In diesem Tröt wird eigentlich jede Frage beantwortet.
Falls doch der eine oder andere noch Fragen zu dieser Maschine hat, kann er sich bei mir melden.

Wie gesagt, ich benutze den Tacklemaker seit einiger Zeit
und freue mich jetzt schon auf die Zeit in der der
Tacklemaker wieder mehr zum Einsatz kommt.
Winterzeit - Köderbauzeit.

p.s. Kostenpunkt; ca. 80,- €


----------



## Jose (10. August 2009)

*AW: Dreipunktzange Spinnerachsen aus draht biegen*

zu meinem problem draht OHNE quetschgrat habe ich beim bummeln in der werkzeugabteilung die FAST perfekte lösung gefunden: eine *Drahtseilzange*

ein paar tests mit büroklammern vor ort und jetzt zuhause mit meinem material edelstahlschweißdraht 0,8-1,6 und federstahl 0,6 haben mich überzeugt:
die trennstellen sind rechtwinklig glatt OHNE mittigen scharfen quetschgrat, wie es beim trennen mit seitenschneider & co. passiert. im prinzip ginge auch eine blechschere, wenn die nicht... hab ich oft versucht, der draht knickt ab und alles ist verwurschtelt. bäh!

die drahtseilzange schert ab statt zu quetschen. das isses. punkt.
ich hab für die zange 19,- € gegeben, war aber auch ne apotheke.

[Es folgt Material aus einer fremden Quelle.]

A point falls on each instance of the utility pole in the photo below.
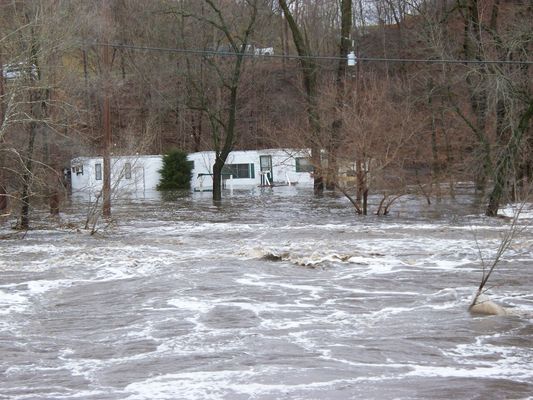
(3, 183)
(106, 112)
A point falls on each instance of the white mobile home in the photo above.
(137, 175)
(248, 168)
(130, 175)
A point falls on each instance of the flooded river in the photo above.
(271, 295)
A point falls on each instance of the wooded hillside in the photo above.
(441, 91)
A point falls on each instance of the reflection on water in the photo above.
(270, 294)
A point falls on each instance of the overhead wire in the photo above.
(206, 52)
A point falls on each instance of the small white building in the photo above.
(130, 175)
(138, 175)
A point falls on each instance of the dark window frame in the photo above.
(306, 167)
(98, 171)
(127, 171)
(239, 171)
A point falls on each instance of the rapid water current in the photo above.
(274, 294)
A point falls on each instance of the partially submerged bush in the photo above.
(176, 171)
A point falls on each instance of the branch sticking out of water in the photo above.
(480, 302)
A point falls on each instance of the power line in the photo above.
(297, 57)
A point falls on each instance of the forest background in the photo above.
(441, 91)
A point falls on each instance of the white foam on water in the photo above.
(496, 371)
(191, 304)
(12, 303)
(215, 385)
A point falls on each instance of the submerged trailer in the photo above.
(139, 175)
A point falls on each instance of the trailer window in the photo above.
(303, 164)
(98, 172)
(239, 171)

wem das OT erscheint hier noch mein knöchelchen. ich biege ösen mit einer feinen rundzange, backen mit unterschiedlichem durchmesser. klappt bestens, auch für feinste no-knots, nur der scharfe quetschgrat... 
hier die vielen worte noch mal grafisch:


----------



## Nordlichtangler (11. August 2009)

*AW: Dreipunktzange Spinnerachsen aus draht biegen*

Danke, guter Hinweis mit der Zange! #6


----------